Continuous Surface Water Isotopes Reveal Fram Strait Water Mass Interactions during the Onset of Sea Ice Melt

The Fram Strait is a key region for Arctic freshening and Atlantification, shaped by the interaction between warm, saline Atlantic Water inflow and the export of cold, fresh Polar Surface Waters, with Atlantic heat transport exerting a strong control on regional sea ice conditions. While the Fram Strait has been extensively studied using hydrographic transects and deep water profiles via mooring arrays, open surface waters and those beneath sea ice and non-summer periods, when sea-ice cover limits accessibility, are comparatively under sampled. We present one of the first Fram Strait dedicated, ultra high resolution surface water geochemistry datasets from the I/B Oden as part of the ARTofMELT 2023 expedition (May–June). We have collected continuous measurements of temperature, salinity, δ¹⁸O, and d-excess in surface waters at 8 m depth along the expedition cruise track during the transition from winter to spring. Our stable water isotope measurements provide a powerful tool to distinguish surface water provenance and freshwater modification in this region of the Arctic, where temperature–salinity (T-S) properties often converge under sea ice. We observed pronounced gradients across the Fram Strait, with fresher and isotopically depleted surface waters in the west, consistent with influence from the East Greenland Current, and more saline, isotopically enriched waters in the east.

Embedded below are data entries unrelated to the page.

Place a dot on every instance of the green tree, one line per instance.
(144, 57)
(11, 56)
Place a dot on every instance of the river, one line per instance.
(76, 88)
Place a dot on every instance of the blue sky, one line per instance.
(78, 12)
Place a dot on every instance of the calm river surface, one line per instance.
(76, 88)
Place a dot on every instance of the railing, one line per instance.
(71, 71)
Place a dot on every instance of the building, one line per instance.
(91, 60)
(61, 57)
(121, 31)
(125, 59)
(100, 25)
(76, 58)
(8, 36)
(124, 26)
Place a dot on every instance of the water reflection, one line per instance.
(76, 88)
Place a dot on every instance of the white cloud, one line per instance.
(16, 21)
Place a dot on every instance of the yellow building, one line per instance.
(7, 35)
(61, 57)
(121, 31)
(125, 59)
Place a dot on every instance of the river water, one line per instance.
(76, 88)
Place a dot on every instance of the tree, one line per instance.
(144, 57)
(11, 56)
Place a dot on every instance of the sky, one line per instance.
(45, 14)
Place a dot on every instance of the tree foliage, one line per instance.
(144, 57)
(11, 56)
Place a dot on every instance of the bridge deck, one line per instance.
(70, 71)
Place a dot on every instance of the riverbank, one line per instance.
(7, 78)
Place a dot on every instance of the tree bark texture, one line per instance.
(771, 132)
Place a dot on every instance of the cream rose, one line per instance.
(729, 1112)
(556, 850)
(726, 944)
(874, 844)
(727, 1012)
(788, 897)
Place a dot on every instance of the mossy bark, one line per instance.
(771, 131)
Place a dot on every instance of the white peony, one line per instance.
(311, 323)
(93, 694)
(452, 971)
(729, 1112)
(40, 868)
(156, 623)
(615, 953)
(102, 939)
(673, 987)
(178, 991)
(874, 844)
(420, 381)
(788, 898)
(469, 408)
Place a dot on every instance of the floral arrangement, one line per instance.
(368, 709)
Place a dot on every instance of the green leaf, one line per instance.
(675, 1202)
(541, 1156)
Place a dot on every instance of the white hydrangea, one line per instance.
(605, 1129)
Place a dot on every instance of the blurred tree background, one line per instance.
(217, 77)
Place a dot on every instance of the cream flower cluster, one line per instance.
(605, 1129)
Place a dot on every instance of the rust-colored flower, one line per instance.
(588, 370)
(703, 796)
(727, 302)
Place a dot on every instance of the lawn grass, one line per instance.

Conventional T-S frameworks would classify most observations as Polar Surface Water, inherently indicating surface waters being derived and exported from the Arctic. However, the isotopic composition suggests that waters with an Atlantic provenance intrude substantially farther beneath the sea ice in the eastern Fram Strait than previously appreciated. By combining continuous surface water isotope measurements with isotopic observations from sea ice and precipitation, we further show that the contribution of local sea ice melt to surface waters increases during the second half of the expedition, preceding the observed surface melt onset by approximately two weeks. Our results demonstrate that T-S relationships alone are insufficient to resolve surface water provenance and freshwater modification, whereas seawater isotopes provide critical constraints on the sources and evolution of surface water masses and freshwater in the seasonally ice-covered Fram Strait.